President Andrzej Duda said that the Soviet-era missile was likely launched from Ukraine in an effort to fend off a barrage of Russian missile strikes Tuesday, concluding that the incident was unintentional, The Associated Press reported. A deliberate attack on a NATO member would trigger a collective military response by the alliance that could have drawn the U.S. and other member nations into the conflict. News of the errant strike prompted a flurry of emergency meetings Tuesday. 

“Ukraine’s defense was launching their missiles in various directions, and it is highly probable that one of these missiles, unfortunately, fell on Polish territory,” President Duda said on Wednesday. “There is nothing, absolutely nothing to suggest that it was an intentional attack on Poland,” he added.

NATO Secretary-General Jens Stoltenberg concurred with the assessment at an alliance meeting in Brussels, telling reporters, “An investigation into this incident is ongoing and we need to await its outcome. But we have no indication that this was the result of a deliberate attack.” 

Tuesday’s air assault on Ukraine by Russia was the largest barrage of missile strikes of the war so far, with at least 90 rockets fired.

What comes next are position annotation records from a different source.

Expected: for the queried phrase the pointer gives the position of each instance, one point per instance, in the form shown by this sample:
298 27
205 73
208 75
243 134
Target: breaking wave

Ukraine’s military said its forces brought down 77 rockets and 11 drones. As a former Soviet-bloc country, Ukraine has stocks of Soviet- and Russian-made weapons, including air-defense missiles, which could explain the confusion over which country launched the errant missile.

President Biden, who called an emergency meeting of G7 members at the Group of 20 summit in Indonesia late Tuesday, said that it was “unlikely” that Russia fired the missile, contradicting a statement made earlier in the day by a top U.S. intelligence official who told The Associated Press that the missile was fired by Russia.

Kremlin spokesperson Dmitry Peskov denounced the initial reaction to the incident, which included media reports that the missile was launched by Russia, and also praised the U.S. for its more measured response.

“We have witnessed another hysterical, frenzied, Russophobic reaction that was not based on any real data,” Peskov told reporters on Wednesday, pointing out that “immediately, all experts realized that it could not have been a missile linked to the Russian armed forces.” Peskov commended the “restrained, much more professional reaction” of the U.S. and President Biden.

German Chancellor Olaf Scholz warned against jumping to conclusions “in such a serious matter,” but nevertheless blamed the Polish casualties on Moscow.

“This wouldn’t have happened without the Russian war against Ukraine, without the missiles that are now being fired at Ukrainian infrastructure intensively and on a large scale,” Scholz said.

U.K. Prime Minister Rishi Sunak echoed that assessment, saying, “This is the cruel and unrelenting reality of Putin’s war.”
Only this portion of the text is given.